The Fred 2500 at ASI features bright blue lights around all sides to ensure clear visibility. Workers working near this AGV will be able to easily detect and notice the Fred 2500 coming towards them from far away.

  1. An AGV should emit a sound while it is moving

While it is in motion, the Fred 2500 emits a small beeping noise alerting employees to its presence. If employees do not see the blue lights, they will still be able to hear the guided vehicle approaching with the beeping.

  1. An AGV should take a clear path and let surrounding employees know the path it is taking

At ASI, the Fred 2500 follows a magnetic tape path from point to the point. In many warehouses, the magnetic tape path is easy to discern and well-marked so employees will always know the path that the AGV takes throughout the warehouse. Employees should be trained prior to the introduction of AGVs into the facility to be cognizant of the path that the robots will take.

  1. Every robot should stop when an employee crosses its path

The Fred 2500 features an advanced object detection system using lasers. When an object is detected in front of this AGV, it will slow to a stop while remaining on its path. It will remain on the marked path until the employee or object in front of the robot moves. This prevents the AGV from interfering with any employee’s work and protects surrounding people in the warehouse.

In the video below, we’ll watch the robot come along to a worker distributing parts in the warehouse. As you can see, the automated guided vehicle reduces speed upon detecting the worker and waits until she is out of the robots way. At all times, the AGV emits bright blue light helping it to be easily seen by other workers in the warehouse.

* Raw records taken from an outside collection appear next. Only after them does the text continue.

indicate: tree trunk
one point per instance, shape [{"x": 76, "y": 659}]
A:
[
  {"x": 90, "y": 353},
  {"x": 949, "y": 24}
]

  1. The AGV should operate at a safe operating speed around humans

If the bright blue lights, the automated object detection, and the clear outlined path for an AGV in a warehouse is not enough to assuage employees’ fears, tell them about the maximum speed of the Fred 2500. This robot has a max speed of 2.0 mph ensuring that any employees will notice it well before it is upon them.

  1. Employees should be informed of the introduction of AGVs into the facility and the role the robots will play.

While current generations of automated guided vehicles are designed to be safe in close quarters around people, current employees should be informed of the use of the AGVs and be trained in some basic knowledge in how the robots work.

Employees should know that most automated guided vehicles have automatic object detection systems and the robots will stop if you get in their way. They should be clearly told about the path the guided vehicles will take and they should be shown the path.

Are Automated Guided Vehicles Safe to Work With?

In many cases, automated guided vehicles can actually reduce the number of injuries in a workplace. Nearly 50% of all workplace injuries in the US manufacturing sector are related to repetitive motion, overexertion, slips, or falls.

Using automated guided vehicles in a manufacturing facility can reduce the need for employees to lift and transport heavy objects resulting in less injuries. With the slow speed, lights, and automatic object detection system, employees can easily work together with AGVs.

“The automated guided vehicle (AGV) market is driven by several advantages… it has resulted in lesser on-site mishaps and assured workforce safety.”

– PR Newswire

When AGVs first enter any manufacturing facility, employees are understandably a little bit skeptical and unsure. By following the guidelines listed above and properly training your employees in the use and operation of the AGVs, both human and machine should be able to work together seamlessly.